Pair Corralation between Catalyst Media and Blackstone Loan
Assuming the 90 days trading horizon Catalyst Media is expected to generate 2.03 times less return on investment than Blackstone Loan. In addition to that, Catalyst Media is 1.48 times more volatile than Blackstone Loan Financing. It trades about 0.06 of its total potential returns per unit of risk. Blackstone Loan Financing is currently generating about 0.18 per unit of volatility. If you would invest 5,698 in Blackstone Loan Financing on September 3, 2024 and sell it today you would earn a total of 802.00 from holding Blackstone Loan Financing or generate 14.08% return on investment over 90 days.
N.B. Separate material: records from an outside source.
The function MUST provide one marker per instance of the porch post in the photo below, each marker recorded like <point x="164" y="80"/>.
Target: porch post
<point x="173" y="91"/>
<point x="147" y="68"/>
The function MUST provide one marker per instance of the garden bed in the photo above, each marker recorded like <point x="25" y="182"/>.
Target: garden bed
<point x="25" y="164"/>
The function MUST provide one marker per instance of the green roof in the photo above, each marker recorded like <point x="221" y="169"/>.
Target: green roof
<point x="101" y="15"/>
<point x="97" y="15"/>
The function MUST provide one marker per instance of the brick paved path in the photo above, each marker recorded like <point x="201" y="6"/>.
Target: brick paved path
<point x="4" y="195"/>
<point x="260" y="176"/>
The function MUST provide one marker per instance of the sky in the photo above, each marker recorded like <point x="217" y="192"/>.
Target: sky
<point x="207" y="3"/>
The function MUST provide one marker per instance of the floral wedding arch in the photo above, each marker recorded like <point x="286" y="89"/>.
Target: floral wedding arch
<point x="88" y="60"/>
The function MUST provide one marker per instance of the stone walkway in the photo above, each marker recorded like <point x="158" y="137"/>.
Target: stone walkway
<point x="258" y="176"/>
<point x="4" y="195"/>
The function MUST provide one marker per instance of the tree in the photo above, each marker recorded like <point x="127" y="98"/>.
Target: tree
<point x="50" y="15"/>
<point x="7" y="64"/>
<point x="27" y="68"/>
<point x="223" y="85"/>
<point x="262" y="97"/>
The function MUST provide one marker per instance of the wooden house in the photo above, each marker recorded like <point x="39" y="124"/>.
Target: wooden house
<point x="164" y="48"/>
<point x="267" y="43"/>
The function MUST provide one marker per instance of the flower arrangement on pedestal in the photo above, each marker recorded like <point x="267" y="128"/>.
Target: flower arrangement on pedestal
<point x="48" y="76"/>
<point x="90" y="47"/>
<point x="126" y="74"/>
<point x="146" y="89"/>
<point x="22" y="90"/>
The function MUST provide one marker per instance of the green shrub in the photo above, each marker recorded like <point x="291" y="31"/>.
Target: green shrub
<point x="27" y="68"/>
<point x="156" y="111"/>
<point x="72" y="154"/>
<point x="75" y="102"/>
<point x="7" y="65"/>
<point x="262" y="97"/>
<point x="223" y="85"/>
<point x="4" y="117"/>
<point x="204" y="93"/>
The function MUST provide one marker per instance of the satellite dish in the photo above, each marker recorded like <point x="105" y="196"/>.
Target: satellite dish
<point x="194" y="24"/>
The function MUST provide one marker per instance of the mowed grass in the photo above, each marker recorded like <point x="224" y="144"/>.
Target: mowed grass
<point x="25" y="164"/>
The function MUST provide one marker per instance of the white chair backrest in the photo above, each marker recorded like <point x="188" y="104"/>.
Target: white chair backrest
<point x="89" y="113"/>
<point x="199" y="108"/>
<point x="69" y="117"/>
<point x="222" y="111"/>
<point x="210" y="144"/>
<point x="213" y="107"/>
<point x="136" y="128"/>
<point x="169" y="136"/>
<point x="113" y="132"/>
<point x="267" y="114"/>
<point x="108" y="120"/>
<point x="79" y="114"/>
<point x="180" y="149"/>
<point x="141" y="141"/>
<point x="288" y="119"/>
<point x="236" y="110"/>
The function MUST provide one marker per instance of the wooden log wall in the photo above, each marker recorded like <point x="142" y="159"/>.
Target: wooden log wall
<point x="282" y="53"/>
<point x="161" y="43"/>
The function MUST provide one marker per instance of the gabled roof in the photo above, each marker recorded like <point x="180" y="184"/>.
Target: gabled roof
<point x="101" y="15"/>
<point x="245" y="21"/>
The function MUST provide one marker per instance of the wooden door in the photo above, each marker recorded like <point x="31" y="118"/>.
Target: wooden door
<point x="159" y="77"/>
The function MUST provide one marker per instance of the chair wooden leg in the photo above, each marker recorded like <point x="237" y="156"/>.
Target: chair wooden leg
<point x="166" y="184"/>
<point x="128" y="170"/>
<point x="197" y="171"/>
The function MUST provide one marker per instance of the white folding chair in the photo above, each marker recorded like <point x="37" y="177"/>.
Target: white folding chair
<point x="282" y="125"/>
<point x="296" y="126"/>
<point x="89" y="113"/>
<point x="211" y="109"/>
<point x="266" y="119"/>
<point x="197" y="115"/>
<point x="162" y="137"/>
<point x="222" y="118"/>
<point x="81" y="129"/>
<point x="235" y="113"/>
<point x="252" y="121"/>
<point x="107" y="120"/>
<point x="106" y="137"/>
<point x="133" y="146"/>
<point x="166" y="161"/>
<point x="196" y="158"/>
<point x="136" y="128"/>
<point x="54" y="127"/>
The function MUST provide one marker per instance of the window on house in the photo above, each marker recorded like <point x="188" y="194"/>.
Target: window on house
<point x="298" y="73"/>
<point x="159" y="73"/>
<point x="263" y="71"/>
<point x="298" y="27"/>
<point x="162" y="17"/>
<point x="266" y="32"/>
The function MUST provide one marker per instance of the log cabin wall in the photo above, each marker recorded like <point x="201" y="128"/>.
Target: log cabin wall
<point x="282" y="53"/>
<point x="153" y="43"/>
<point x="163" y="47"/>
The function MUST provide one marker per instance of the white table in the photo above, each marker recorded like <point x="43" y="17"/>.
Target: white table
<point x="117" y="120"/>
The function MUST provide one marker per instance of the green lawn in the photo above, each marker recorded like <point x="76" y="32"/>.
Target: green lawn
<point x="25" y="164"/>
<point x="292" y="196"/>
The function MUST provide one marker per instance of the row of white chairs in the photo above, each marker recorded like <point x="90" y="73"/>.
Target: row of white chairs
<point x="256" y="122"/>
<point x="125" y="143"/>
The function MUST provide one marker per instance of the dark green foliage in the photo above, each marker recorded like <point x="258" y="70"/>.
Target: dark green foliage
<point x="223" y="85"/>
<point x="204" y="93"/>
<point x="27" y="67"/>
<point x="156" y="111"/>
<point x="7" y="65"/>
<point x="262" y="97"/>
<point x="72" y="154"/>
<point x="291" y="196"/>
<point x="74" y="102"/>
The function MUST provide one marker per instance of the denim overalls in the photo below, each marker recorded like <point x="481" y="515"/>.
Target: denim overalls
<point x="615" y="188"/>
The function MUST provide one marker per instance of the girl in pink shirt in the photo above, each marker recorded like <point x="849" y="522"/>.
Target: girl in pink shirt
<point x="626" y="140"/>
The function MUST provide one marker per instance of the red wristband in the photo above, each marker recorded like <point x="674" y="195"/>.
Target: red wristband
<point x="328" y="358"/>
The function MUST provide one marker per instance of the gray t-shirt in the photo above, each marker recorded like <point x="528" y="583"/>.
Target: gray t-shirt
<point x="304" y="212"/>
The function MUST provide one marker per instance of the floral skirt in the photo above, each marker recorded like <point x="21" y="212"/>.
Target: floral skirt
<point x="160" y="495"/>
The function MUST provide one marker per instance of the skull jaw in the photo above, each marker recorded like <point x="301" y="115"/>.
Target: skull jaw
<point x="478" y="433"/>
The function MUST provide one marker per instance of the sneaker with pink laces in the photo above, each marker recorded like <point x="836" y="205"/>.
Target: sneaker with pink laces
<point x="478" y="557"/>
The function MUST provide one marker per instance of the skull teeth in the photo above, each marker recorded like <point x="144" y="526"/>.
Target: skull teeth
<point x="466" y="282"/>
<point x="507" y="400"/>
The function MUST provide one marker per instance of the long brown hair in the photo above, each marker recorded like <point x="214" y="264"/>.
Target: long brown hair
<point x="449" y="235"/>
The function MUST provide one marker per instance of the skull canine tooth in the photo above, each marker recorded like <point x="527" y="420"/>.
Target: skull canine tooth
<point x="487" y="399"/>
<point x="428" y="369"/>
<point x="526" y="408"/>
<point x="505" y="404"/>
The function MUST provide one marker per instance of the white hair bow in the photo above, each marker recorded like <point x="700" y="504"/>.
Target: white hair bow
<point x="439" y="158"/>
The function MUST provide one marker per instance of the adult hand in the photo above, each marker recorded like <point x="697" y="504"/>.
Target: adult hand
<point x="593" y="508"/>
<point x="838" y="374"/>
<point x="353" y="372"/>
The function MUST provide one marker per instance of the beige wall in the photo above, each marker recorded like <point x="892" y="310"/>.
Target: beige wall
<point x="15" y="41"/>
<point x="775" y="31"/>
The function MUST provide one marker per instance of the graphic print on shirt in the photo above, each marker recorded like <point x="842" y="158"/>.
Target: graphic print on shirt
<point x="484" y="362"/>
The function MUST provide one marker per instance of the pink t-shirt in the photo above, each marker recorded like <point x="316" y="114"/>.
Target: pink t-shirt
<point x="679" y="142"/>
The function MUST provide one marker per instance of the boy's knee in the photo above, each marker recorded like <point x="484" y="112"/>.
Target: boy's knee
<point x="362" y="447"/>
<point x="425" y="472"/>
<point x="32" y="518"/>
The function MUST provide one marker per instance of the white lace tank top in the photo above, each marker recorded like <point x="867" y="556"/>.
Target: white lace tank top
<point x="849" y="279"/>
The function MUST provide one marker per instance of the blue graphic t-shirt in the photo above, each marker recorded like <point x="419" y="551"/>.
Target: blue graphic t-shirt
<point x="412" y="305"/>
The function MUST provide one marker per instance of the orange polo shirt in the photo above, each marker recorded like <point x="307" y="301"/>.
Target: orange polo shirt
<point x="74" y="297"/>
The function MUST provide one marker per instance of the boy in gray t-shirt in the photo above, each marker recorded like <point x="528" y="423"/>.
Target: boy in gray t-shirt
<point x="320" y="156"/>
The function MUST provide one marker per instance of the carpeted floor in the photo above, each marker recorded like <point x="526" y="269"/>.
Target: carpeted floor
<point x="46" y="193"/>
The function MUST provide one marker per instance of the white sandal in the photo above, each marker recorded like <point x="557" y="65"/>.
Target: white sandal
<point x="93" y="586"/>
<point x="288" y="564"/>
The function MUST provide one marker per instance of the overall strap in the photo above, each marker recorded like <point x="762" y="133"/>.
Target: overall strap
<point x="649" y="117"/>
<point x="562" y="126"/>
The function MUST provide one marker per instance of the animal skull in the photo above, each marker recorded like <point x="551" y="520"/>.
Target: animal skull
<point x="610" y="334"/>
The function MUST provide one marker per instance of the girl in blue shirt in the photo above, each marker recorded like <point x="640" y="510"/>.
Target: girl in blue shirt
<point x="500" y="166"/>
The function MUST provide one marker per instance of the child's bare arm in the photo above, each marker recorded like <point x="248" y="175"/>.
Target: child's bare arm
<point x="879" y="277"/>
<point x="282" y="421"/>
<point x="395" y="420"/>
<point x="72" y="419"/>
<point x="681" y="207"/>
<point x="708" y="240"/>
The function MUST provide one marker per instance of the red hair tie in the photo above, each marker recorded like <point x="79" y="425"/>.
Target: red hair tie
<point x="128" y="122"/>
Time Period | 3 Months [change] |
Direction | Moves Together |
Strength | Very Weak |
Accuracy | 100.0% |
Values | Daily Returns |
Catalyst Media Group vs. Blackstone Loan Financing
Performance |
Timeline |
Catalyst Media Group |
Blackstone Loan Financing |
Catalyst Media and Blackstone Loan Volatility Contrast
Predicted Return Density |
Returns |
Pair Trading with Catalyst Media and Blackstone Loan
The main advantage of trading using opposite Catalyst Media and Blackstone Loan positions is that it hedges away some unsystematic risk. Because of two separate transactions, even if Catalyst Media position performs unexpectedly, Blackstone Loan can make up some of the losses. Pair trading also minimizes risk from directional movements in the market. For example, if an entire industry or sector drops because of unexpected headlines, the short position in Blackstone Loan will offset losses from the drop in Blackstone Loan's long position.Catalyst Media vs. Smithson Investment Trust | Catalyst Media vs. Kinnevik Investment AB | Catalyst Media vs. New Residential Investment | Catalyst Media vs. The Mercantile Investment |
Blackstone Loan vs. Catalyst Media Group | Blackstone Loan vs. CATLIN GROUP | Blackstone Loan vs. Magnora ASA | Blackstone Loan vs. RTW Venture Fund |
Check out your portfolio center.Note that this page's information should be used as a complementary analysis to find the right mix of equity instruments to add to your existing portfolios or create a brand new portfolio. You can also try the Alpha Finder module to use alpha and beta coefficients to find investment opportunities after accounting for the risk.